The atmosphere of the bar-room had been changed by the arrival of Dean. It lost its usual serenity and quivered with excitement. The deference shown to Dean was marked in the attitude of the men in his suite; it was marked, too, by the bartender's attitude, and even in that of Gibbs, though Gibbs was more quiet and self-contained, bearing himself, indeed, quite as Dean's equal. He did not look at Dean often, but stood at his bar with his head lowered, gazing thoughtfully at the glass of mineral water he was drinking, turning it round and round in his fingers, with a faint smile on his lips. But no one could tell whether the amusement came from his own thoughts or the little adventures Dean was relating.
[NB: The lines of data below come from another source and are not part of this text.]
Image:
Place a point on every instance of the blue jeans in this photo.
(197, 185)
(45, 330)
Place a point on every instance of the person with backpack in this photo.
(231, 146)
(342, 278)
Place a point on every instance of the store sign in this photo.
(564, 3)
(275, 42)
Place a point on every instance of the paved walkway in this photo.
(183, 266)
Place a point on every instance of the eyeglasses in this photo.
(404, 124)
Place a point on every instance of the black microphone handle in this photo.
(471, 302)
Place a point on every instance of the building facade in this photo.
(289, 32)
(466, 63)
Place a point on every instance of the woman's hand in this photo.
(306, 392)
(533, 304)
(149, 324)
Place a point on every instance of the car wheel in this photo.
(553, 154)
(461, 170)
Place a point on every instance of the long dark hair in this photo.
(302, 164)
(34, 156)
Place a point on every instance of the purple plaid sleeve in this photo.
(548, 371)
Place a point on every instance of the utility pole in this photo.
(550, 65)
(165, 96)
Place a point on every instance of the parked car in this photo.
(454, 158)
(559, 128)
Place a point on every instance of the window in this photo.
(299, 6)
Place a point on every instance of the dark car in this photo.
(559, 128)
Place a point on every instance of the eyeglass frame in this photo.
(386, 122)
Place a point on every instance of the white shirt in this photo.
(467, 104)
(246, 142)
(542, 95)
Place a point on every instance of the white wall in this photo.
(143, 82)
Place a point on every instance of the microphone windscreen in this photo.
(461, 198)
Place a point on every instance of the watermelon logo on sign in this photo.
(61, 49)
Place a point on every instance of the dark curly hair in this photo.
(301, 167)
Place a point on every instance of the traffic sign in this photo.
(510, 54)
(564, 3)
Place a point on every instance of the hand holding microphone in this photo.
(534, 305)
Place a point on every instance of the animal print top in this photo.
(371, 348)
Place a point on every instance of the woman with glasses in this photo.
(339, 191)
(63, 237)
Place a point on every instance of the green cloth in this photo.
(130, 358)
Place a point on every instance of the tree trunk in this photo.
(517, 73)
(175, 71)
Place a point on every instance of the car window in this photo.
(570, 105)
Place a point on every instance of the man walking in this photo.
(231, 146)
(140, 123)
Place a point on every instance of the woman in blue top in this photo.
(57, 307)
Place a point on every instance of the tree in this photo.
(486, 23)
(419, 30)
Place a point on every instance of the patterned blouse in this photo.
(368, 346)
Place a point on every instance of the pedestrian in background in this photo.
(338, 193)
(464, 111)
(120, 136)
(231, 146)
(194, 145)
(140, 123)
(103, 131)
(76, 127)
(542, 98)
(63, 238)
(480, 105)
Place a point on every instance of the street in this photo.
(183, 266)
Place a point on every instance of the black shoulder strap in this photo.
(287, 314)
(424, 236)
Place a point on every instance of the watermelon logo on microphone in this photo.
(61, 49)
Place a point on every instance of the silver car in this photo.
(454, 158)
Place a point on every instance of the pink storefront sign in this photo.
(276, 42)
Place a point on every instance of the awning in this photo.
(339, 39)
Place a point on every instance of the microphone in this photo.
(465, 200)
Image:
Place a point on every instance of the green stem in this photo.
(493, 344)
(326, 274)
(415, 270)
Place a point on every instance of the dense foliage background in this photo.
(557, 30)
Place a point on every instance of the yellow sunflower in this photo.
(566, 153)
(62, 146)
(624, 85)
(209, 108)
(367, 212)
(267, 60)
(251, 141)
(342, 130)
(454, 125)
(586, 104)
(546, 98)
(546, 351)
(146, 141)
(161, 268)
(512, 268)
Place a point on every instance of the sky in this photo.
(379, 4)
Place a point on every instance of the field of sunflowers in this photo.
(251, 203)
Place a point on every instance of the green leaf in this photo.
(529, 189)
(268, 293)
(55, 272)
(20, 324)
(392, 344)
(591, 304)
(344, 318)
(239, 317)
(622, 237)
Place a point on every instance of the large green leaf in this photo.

"No, I'm going out in the morning," Dean was saying, the diamond on his white, delicate hand flashing as he lifted his glass.

"Which way?" asked Gibbs.

"I'm working eastward," said Dean. "Here!" he turned to the bartender, "let's have another--and get another barrel of water for Dan."

He smiled with what tolerance he could find for a man who did not drink.

"How much of that stuff do you lap up in a week, Dan?"

"Oh, I don't know," Gibbs said. He was not quick at repartee.

"Well, slush up, but don't make yourself sick," Dean went on.